Terminez votre partie par une phrase de conclusion partielle, suivie d’une phrase de transition.

Ainsi, les inégalités d’accès à Internet nous donnent une vision classique de l’organisation géoéconomique du monde. Cependant, une analyse comparée plus poussée des deux documents vient nuancer ce tableau attendu.

II. Mais une vision à nuancer et compléter

Attention

Vous devez éclairer le document en apportant des connaissances tirées du cours.

Parmi les pays les mieux connectés du document 1, certains comptent également un grand nombre de personnes non connectées (doc. 2) : ainsi, Chine et Inde en rassemblent 1,8 milliard. Ce sont donc à la fois les pays qui comptent le plus d’internautes, et le plus de non-internautes. Plus étonnant encore, aux États-Unis, il y a 50 millions de personnes non connectées. Elles doivent être mises en relation avec les inégalités sociales : 50 millions, c’est à peu de chose près le nombre de pauvres outre-Atlantique. Dans le document 2 figurent des pays appartenant aux trois catégories de notre première analyse (pays du Nord, émergents et du Sud). Et ce document 2 totalise 3,246 milliards de personnes non connectées : on est loin du « village global » !

Relevons ensuite les limites des deux documents, qui ne permettent pas une étude toujours fine du phénomène.
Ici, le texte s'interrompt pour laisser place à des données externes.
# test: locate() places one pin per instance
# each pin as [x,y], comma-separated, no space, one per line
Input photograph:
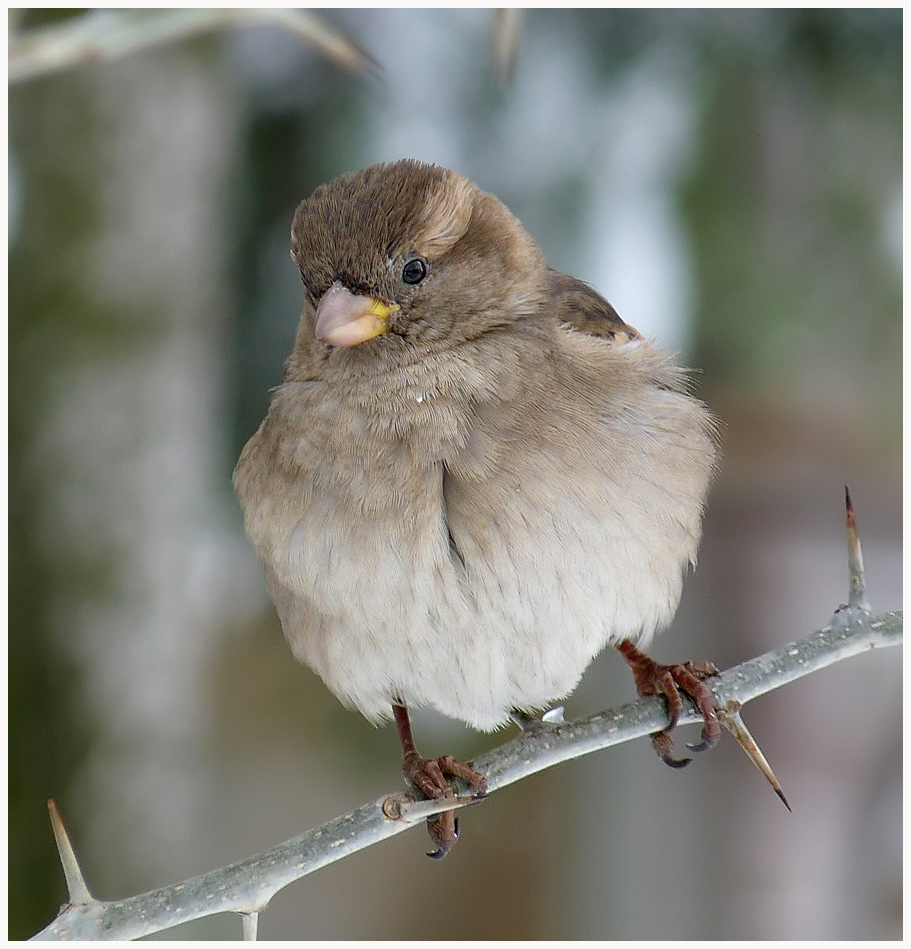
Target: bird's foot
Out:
[429,775]
[654,678]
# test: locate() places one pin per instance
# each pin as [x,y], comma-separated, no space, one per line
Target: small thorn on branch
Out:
[250,922]
[75,882]
[857,588]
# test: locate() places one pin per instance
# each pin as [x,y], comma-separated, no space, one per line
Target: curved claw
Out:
[443,832]
[653,678]
[664,744]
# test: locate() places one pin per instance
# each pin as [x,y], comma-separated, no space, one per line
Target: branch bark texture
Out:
[246,887]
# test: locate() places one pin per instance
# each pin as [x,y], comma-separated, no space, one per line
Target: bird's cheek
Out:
[344,318]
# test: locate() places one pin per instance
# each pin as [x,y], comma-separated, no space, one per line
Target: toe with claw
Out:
[431,777]
[654,678]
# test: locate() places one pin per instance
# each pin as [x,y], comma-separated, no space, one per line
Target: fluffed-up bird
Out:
[474,475]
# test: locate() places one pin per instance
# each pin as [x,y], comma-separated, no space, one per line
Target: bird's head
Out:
[410,254]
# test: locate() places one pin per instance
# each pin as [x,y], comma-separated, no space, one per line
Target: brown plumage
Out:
[474,474]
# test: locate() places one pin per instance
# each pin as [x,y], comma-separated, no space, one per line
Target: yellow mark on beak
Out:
[344,318]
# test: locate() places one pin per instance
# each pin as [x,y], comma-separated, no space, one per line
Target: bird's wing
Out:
[576,303]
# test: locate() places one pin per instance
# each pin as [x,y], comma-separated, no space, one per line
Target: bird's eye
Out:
[414,270]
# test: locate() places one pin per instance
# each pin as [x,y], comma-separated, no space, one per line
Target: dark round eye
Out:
[414,270]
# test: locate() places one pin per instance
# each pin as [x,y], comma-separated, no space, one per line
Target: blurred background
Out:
[731,180]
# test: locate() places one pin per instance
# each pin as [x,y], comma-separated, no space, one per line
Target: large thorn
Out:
[75,882]
[729,716]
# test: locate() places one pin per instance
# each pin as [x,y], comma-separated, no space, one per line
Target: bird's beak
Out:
[344,318]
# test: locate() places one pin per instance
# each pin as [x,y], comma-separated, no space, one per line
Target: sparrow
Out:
[474,475]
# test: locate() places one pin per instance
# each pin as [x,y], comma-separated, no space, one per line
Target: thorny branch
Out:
[248,886]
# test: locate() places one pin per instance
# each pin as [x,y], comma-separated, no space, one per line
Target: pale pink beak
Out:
[344,318]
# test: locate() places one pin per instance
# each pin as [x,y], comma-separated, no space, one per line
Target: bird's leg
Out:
[429,776]
[653,678]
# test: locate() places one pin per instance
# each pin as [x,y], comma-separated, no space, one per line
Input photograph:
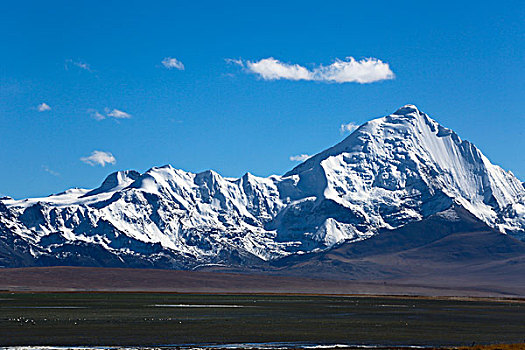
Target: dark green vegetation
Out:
[139,319]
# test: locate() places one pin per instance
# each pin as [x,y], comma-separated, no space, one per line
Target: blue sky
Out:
[68,70]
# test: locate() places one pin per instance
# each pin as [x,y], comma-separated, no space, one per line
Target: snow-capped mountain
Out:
[391,171]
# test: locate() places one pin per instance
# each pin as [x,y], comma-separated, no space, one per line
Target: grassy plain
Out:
[147,319]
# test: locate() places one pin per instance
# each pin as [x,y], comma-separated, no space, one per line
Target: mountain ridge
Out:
[390,172]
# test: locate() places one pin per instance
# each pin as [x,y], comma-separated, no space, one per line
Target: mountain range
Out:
[401,191]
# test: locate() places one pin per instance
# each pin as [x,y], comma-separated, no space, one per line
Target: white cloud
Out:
[272,69]
[78,64]
[96,115]
[350,127]
[115,113]
[43,107]
[109,113]
[47,170]
[100,158]
[299,158]
[171,63]
[367,70]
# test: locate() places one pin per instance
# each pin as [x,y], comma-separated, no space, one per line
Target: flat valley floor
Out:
[188,320]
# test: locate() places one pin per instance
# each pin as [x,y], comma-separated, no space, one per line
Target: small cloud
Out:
[350,127]
[96,115]
[49,171]
[171,63]
[43,107]
[108,113]
[272,69]
[238,62]
[78,64]
[349,70]
[100,158]
[299,158]
[115,113]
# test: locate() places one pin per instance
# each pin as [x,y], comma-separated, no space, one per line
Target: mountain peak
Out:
[391,171]
[407,109]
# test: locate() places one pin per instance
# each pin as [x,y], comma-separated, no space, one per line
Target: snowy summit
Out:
[390,171]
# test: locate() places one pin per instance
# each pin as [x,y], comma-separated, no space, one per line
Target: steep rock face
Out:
[389,172]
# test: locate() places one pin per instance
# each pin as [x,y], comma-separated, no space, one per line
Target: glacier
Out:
[391,171]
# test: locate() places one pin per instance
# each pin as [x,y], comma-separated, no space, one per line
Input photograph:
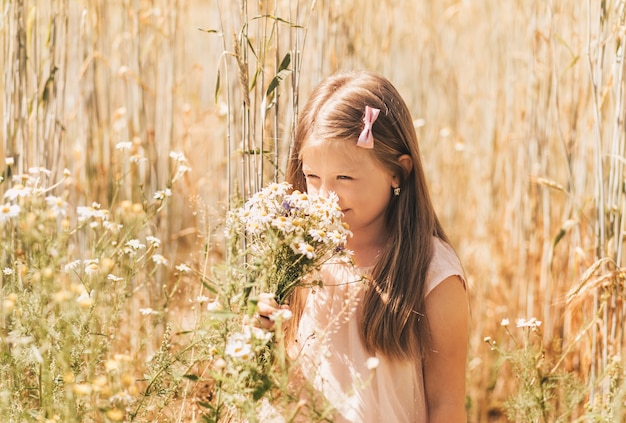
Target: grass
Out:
[519,108]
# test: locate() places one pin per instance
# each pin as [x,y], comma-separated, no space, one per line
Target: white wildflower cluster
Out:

Ces cartes par pays excluent les analyses à l’échelle infranationale : pas question, dès lors, de mesurer les différences d’accès à Internet entre les régions urbaines et les régions rurales, entre les zones littorales et les zones intérieures.

Attention

On n’envisage ici que la liberté du consommateur, car le sujet porte sur l’organisation géoéconomique.

Enfin, il y a ce que les documents ne disent pas. Un internaute américain ou européen peut-il être comptabilisé comme un internaute indien ou chinois si l’on considère l’Internet comme un marché ? Si l’on pense l’Internet comme un espace d’expression, que dire des internautes chinois, dont les accès au Web sont surveillés par le pouvoir ? Sans même parler des situations en Iran, en Turquie, en Corée du Nord… Difficile, dans ces conditions, d’imaginer Internet comme un vaste marché où chaque internaute serait un consommateur libre de ses choix dans un espace géographique où la distance serait abolie.

Conclusion

Ces deux documents sont donc relativement complémentaires : ils permettent une analyse classique et une autre qui l’est moins des inégalités nationales dans l’accès à Internet. Si l’on retrouve globalement les catégories fondamentales de l’organisation géoéconomique du monde, avec des différences nettes entre Nord développé, Sud émergent et Sud moins avancé, il semble toutefois que ce prisme d’analyse est un peu trop grossier, du moins à l’échelle des documents présentés. De multiples questions se posent, qui font que la mesure chiffrée de l’accès à Internet est loin de rendre compte de la diversité des situations géoéconomiques.